We know that prostate cancer is an endocrine disease and the androgen receptor (AR) plays a major role in disease progression, even when serum testosterone is at castration levels of the hormone. Androgen deprivation therapy (ADT) continues to be the foundation of treatment on which all other oncolytics are layered as the patient begins to progress. However, treatment pressure selection and tumor heterogeneity will result in cellular mutagenesis that makes ultimately eradicating the disease a daunting task. In patients with metastatic castration resistant prostate cancer, a number of these mutations, which will inevitably confer resistance to therapy, have been discovered. For example, prostate cancer cells that have been long exposed to ADT and are now starved of their fuel for survival can produce their own ligands to survive. This is comparable to a car that could produce its own gasoline (or electricity)—very nice if you are the automobile owner—but the reality is not so desirable for the patient with cancer. AR, the very target of ADT, can undergo genetic alterations that will result in downstream changes leading to resistance and cell survival.
Fortunately, we are in the early stages of developing biomolecular markers that will help the clinician to choose better therapies to try to stay ahead of these mutations. The ability to measure circulating tumor cells has led to the development and marketing of commercial assays to detect these aberrations—AR splice variants—that may be predictive of what agent should be used next in the treatment paradigm. In addition, patients who harbor homozygous mutations of inherited DNA repair genes, most notably BRCA2
, may in fact respond to PARP inhibition therapy. Also, DNA sequencing to test for these gene mutations can now be clinically implemented in the appropriate patient.
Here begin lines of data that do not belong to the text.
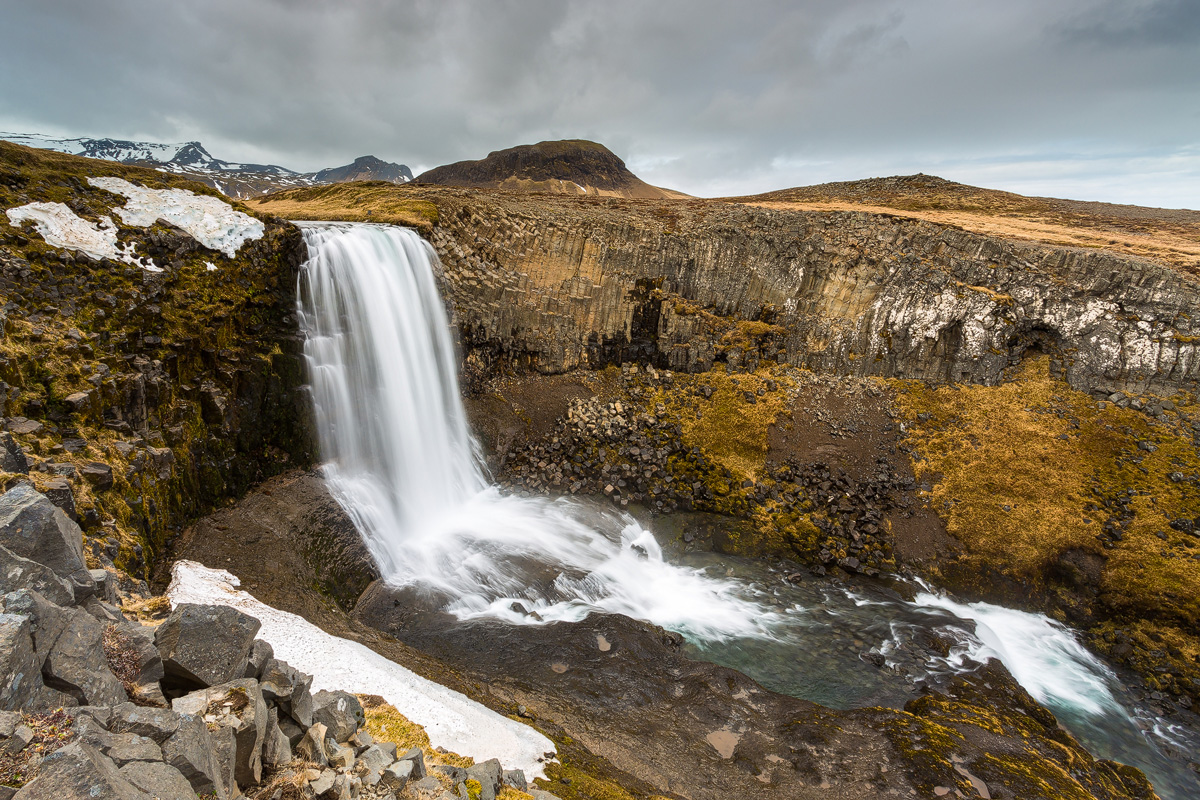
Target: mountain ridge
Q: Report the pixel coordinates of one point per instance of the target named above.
(192, 160)
(556, 167)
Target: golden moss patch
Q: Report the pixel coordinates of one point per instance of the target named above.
(727, 427)
(360, 202)
(1069, 498)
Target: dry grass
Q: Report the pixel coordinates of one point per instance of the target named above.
(52, 731)
(1026, 471)
(369, 202)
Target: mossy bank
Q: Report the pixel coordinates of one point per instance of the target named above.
(141, 400)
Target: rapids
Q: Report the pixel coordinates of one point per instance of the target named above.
(401, 459)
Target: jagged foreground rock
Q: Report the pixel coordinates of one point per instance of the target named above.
(96, 705)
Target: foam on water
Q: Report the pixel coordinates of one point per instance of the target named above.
(403, 464)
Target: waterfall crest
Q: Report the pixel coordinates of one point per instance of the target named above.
(401, 461)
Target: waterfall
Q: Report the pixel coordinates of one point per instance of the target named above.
(402, 462)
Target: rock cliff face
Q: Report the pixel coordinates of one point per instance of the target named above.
(557, 283)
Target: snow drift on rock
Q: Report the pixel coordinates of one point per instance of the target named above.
(61, 227)
(210, 221)
(451, 720)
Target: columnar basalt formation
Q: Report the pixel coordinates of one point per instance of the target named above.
(556, 283)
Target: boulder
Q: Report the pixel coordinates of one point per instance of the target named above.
(238, 705)
(341, 757)
(516, 779)
(17, 573)
(429, 788)
(291, 729)
(192, 750)
(79, 771)
(396, 776)
(312, 745)
(125, 747)
(288, 689)
(159, 780)
(106, 585)
(490, 775)
(33, 528)
(99, 474)
(339, 711)
(276, 747)
(418, 758)
(76, 663)
(204, 645)
(259, 654)
(69, 643)
(59, 493)
(159, 725)
(225, 758)
(323, 783)
(12, 457)
(21, 672)
(361, 740)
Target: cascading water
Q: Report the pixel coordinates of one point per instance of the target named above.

Thus, just as it is difficult to keep track of all the FDA-approved therapies, their mechanisms of action, adverse event profiles, and current approval status, we are additionally challenged to stay up-to-date with the molecular tests that may ultimately be required to determine when and where to use these drugs in the appropriate sequence for each patient. The vernacular commonly used in the press is the “era of personalized medicine.” I will argue that the art of medicine has always been personalized. We as providers do not adhere to a single agent, from an antibiotic to an antihypertensive to an oncolytic, for all patients. All of us consider the patient’s medical history and comorbidities and a host of other factors to best determine which agent to prescribe in hopes of achieving the best outcome. Now, given the complexity in understanding these malignancies and their ability to undergo evolutionary mutations to survive, we must clearly understand how to accurately test and target these dynamics to stay ahead of the changing tumor environment. Personalized yet ever more precise at the tumor level—precision medicine. This is how all of us will need to practice moving forward to continue making strides in advancing cancer care.